Tausend Irrwege und ein Dornröschenschloss an der Donau
40 Jahre nach der Anti-Atomkraft-Volksabstimmung: In Zwentendorf kann man Eigenheiten der österreichischen politischen Kultur besichtigen.
ber den Auwäldern an der Donau hängt in diesen Tagen der Nebel. Die Baumwipfel mit ihren gelb und rot verfärbten Blättern schmiegen sich an die Uferböschung. Krähen fliegen auf. Aus der verwunschenen Szenerie ragt ein 110 Meter hoher Turm auf. Nein, nicht Rapunzel wohnt hier, um gleich ihr Haar herunterzulassen, sondern eher Dornröschen. Denn der Turm ist der Schlot des Atomkraftwerks Zwentendorf. Vor genau 40 Jahren, am Tag nach der Volksabstimmung über die friedliche Nutzung der Atomenergie, fiel das Gemäuer in einen tiefen Schlaf und ist bis heute nicht mehr richtig aufgewacht.
Die Portiersloge mit den Wählscheibentelefonen; die Schleuse mit den pastellfarbenen Overalls, die alle Angestellten hätten tragen müssen, um keine Radioaktivität mit nach Hause zu nehmen; das gigantische Siedewasserbecken, in das die Uranbrennstäbe getaucht hätten werden sollen; die Steuerungszentrale im Original-1970er-Design: Man kann sich das alles anschauen – und etwas über Österreich lernen dabei.
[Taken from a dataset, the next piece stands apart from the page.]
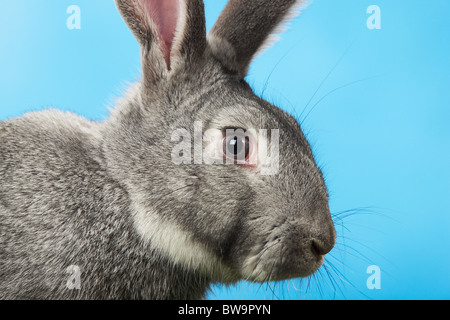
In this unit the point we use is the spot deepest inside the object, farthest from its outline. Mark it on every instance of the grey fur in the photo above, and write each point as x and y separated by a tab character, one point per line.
78	193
Zum Beispiel dieses: Dass wir in vielen Bereichen richtig gut sein können – technologisch, organisatorisch, arbeitsethisch –, aber diese Expertise dann ins Leere läuft. Die vielen hochqualifizierten Techniker, die mehrere Jahre damit verbringen mussten, ihr fixfertiges Werk abzustauben und mit Ölkännchen ihre Runden zu drehen, damit die Maschinen nicht verrosten, sind tragische Figuren, die einem zutiefst leidtun können. So viel Energie! So wenig Anerkennung!
Oder dieses: Dass wir die Kunst des Hätte-Wäre perfektioniert haben. Dass wir gern groß denken, aber bei der konkreten Durchführung kalte Füße kriegen. Dass wir bei der Reihenfolge durcheinanderkommen: Erst bauen wir – und nachher entscheiden wir, was wir überhaupt bauen wollen. Oder dieses: Wie schwer wir uns tun, sachlich zu diskutieren, und wie sehr uns ständig Inhalt und politsche Taktik durcheinanderkommen.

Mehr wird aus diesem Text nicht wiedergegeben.